Redescoberta de Plantas Raras na Região do Quadrilátero Ferrífero

Pesquisadores recentemente fizeram uma descoberta significativa na região do Quadrilátero Ferrífero, em Minas Gerais, ao encontrarem espécies de plantas que eram consideradas extintas há mais de 30 anos. Este achado ocorreu em áreas protegidas mantidas pela Vale e faz parte do Projeto de Conservação de Espécies Raras e Endêmicas, que envolve a colaboração de universidades e instituições de pesquisa.

O Projeto de Conservação

O Projeto de Conservação de Espécies Raras e Endêmicas é uma iniciativa que visa a preservação da biodiversidade local. De acordo com Laís Zeferino, doutora em biologia vegetal e pesquisadora da Universidade Federal de Minas Gerais (UFMG), a equipe realiza expedições em busca de espécies que não eram vistas há um longo tempo. Durante essas buscas, algumas plantas, que estavam na lista de espécies-alvo, foram redescobertas na natureza, surpreendendo os pesquisadores.

Espécies Redescobertas

Dentre as espécies encontradas estão a Paepalanthus magalhaesii e a Coracoralina amoena, conhecidas popularmente como 'sempre-vivas'. Essas plantas são características das serras de Minas Gerais e são notáveis por suas flores que permanecem com a mesma aparência mesmo após secas. Laís destaca que essas espécies são endêmicas do Quadrilátero Ferrífero, uma região que possui um solo ferruginoso único, essencial para a sobrevivência dessas plantas.

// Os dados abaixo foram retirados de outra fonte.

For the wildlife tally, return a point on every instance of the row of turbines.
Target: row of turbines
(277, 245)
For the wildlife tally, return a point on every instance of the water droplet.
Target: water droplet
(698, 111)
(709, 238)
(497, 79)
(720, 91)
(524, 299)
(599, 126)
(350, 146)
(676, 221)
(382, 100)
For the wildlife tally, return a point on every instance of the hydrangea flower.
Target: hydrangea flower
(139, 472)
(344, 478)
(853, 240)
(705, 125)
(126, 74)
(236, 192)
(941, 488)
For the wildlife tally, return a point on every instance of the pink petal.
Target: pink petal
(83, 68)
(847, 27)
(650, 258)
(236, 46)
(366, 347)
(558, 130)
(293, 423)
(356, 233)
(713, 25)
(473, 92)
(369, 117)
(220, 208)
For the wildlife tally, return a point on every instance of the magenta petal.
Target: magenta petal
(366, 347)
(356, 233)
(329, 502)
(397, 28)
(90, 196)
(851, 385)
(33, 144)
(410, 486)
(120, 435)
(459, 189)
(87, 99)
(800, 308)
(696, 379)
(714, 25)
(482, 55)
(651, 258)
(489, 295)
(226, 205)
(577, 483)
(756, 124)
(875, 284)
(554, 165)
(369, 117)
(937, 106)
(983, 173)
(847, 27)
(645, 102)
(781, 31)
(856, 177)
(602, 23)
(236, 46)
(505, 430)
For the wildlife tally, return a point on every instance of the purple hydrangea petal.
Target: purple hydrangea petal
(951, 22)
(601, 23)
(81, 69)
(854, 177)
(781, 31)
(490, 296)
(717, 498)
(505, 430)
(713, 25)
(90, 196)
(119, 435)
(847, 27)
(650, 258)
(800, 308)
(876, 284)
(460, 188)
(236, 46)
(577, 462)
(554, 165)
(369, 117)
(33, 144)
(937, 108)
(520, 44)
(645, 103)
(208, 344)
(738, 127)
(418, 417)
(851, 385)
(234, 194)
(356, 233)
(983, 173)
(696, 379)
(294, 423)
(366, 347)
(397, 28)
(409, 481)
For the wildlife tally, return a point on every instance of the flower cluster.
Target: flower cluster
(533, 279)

Importância Ecológica e Científica

A engenheira agrônoma Patrícia Favoreto Renci ressalta a importância dessas plantas para a biodiversidade, observando que elas são adaptadas a condições extremas de temperatura e estresse hídrico. Isso as torna essenciais para a preservação do ecossistema local. Além disso, suas características únicas podem ser exploradas em campos como genética, biotecnologia e farmacologia, ampliando suas aplicações científicas.

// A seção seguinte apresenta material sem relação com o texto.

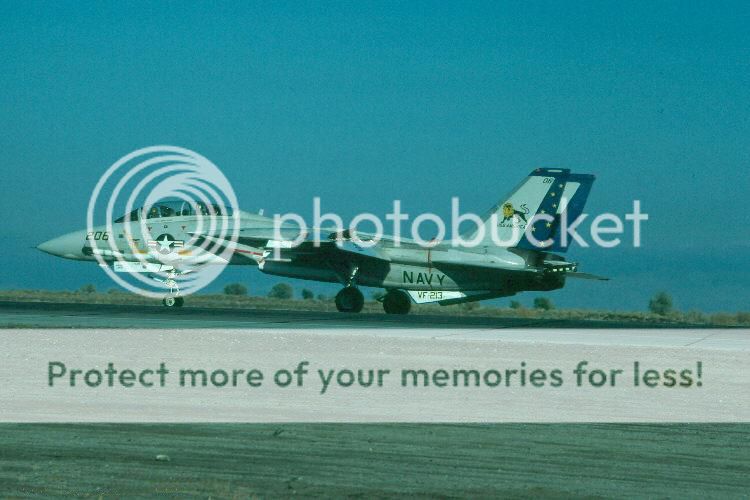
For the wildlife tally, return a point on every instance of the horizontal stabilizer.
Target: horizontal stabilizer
(586, 276)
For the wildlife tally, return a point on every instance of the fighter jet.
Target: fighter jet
(171, 240)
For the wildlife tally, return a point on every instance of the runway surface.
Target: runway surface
(57, 315)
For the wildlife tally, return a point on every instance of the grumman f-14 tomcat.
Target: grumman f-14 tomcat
(164, 239)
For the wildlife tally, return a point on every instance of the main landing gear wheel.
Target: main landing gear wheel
(172, 301)
(396, 302)
(350, 299)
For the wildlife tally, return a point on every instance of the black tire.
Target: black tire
(350, 299)
(396, 302)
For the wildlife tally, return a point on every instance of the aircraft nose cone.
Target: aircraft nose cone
(68, 245)
(47, 247)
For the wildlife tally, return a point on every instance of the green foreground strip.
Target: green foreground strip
(221, 460)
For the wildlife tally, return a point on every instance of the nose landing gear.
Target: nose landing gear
(173, 299)
(350, 299)
(396, 302)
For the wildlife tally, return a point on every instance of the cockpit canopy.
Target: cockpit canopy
(177, 208)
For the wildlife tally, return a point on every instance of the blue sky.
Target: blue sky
(363, 103)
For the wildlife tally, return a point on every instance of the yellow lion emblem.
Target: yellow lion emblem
(509, 212)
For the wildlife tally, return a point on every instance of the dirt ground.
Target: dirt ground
(237, 461)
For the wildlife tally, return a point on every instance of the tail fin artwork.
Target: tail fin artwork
(569, 205)
(539, 193)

Características das Espécies

A Paepalanthus magalhaesii, que se assemelha a um pequeno pompom, é encontrada apenas no Quadrilátero Ferrífero e foi redescoberta em áreas como Capanema e Capivari. Já a Coracoralina amoena, uma das mais raras, vive em ambientes específicos com solo fino e escassez de água. Ambas as espécies foram consideradas potencialmente extintas pela literatura científica, tornando sua redescoberta um marco importante.

Perspectivas Futuras

Laís Zeferino acredita que as descobertas recentes são apenas o começo, mostrando que o Brasil possui uma biodiversidade vasta e ainda pouco explorada. O trabalho contínuo dos pesquisadores pode levar à identificação de novas espécies, assim como a revalidação de outras que não eram vistas há tempos. Essa pesquisa é um convite à descoberta e à valorização da riqueza natural do país.

Processo de Coleta e Análise

Todo o material coletado durante as expedições foi enviado para laboratórios que fazem parte da Rede Propagar. Ana Cristina Amoroso, engenheira ambiental da Vale, explica que as amostras passam por sequenciamento genético e serão trabalhadas para sua reprodução e reintegração ao habitat natural. Algumas plantas também serão utilizadas para estudos adicionais e catalogadas para futuras referências.

Conclusão

As descobertas no Quadrilátero Ferrífero não apenas ressaltam a importância da conservação ambiental, mas também iluminam a necessidade de continuar explorando e documentando a biodiversidade do Brasil. Projetos como este são fundamentais para a preservação de espécies raras e oferecem valiosas oportunidades para a pesquisa científica e a educação ambiental.